Cabinet meetings are closed to the media. But some ministers who spoke on condition of anonymity said the issue of the Headlands tragedy was first brought up by Jameson Timba from the Prime Minister’s office, saying it was politically motivated.
The sources told SW Radio Africa that Finance Minister Tendai Biti then ‘spoke with more flesh’ and fingered Didymus Mutasa, the ZANU PF MP for Headlands.
Biti is said to have gone prepared with laminated graphic pictures of the charred body of Christpower Simbarashe Maisiri, who died in the fire on Saturday.
Biti reportedly told the shocked ministers that he was showing the full cabinet the pictures of the horrific attack on one of his party’s members so that ‘no one can hide behind ignorance’.
Christpower’s father Shepherd Maisiri is the local deputy organising secretary of the MDC-T in Headlands. He told SW Radio Africa: “Mutasa is my greatest enemy and this man has made my life miserable here in Headlands. I don’t have any faith in the police doing their work properly. I’m a marked man in this place.”
Mutasa, who is also the ZANU-PF secretary for administration and Minister of State for Presidential Affairs, tried to deny any involvement but Biti and others challenged him about why cases of politically motivated violence seem to take place more in his area.
Minister of Economic Planning and Investment Promotion Elton Mangoma is said to have also challenged Mutasa to a joint public meeting where the government ministers can speak about peace.
But some ZANU PF ministers fought back, with Information Minister Webster Shamu blaming the disturbances on outside forces with an ‘imperialist agenda’ who he said were trying to portray his party in a bad light as the country prepares for elections.

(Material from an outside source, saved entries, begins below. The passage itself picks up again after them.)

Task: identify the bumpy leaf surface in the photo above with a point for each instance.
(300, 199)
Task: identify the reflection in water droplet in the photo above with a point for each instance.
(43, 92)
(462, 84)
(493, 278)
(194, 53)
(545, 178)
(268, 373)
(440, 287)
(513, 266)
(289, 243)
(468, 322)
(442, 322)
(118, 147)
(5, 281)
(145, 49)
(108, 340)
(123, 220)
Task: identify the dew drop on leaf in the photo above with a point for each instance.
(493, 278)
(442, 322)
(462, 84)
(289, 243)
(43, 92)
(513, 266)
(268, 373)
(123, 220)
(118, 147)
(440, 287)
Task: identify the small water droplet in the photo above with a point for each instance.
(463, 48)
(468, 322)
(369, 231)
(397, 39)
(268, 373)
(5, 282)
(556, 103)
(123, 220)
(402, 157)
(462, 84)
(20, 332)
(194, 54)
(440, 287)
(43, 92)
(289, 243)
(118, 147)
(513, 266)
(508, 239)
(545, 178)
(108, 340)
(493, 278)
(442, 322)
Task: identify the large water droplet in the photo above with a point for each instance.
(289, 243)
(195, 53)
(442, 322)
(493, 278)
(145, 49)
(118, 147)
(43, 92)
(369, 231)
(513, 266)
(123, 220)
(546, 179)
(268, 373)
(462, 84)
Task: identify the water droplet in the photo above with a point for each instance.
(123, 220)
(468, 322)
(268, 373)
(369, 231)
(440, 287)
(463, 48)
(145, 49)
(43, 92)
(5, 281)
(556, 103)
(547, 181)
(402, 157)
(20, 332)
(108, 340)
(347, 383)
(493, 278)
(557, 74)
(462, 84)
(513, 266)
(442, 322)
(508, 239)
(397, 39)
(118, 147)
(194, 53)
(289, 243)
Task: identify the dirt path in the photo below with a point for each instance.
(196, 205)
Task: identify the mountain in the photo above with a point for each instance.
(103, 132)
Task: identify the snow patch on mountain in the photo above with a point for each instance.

Education Minister David Coltart reportedly told Cabinet that what was happening in the country, where people are arrested for owning radios and for registering to vote, is a reflection of the poison in Zimbabwean society.
Prime Minister Tsvangirai appealed for peace and is said to have told his ZANU PF counterparts that ‘no one has a retributive agenda’.
“He told them that they did not have to go to the lengths of killing people to stay in power because they have nothing to fear,” said the source.
Ministers called on the police to investigate the atrocities and to be more objective.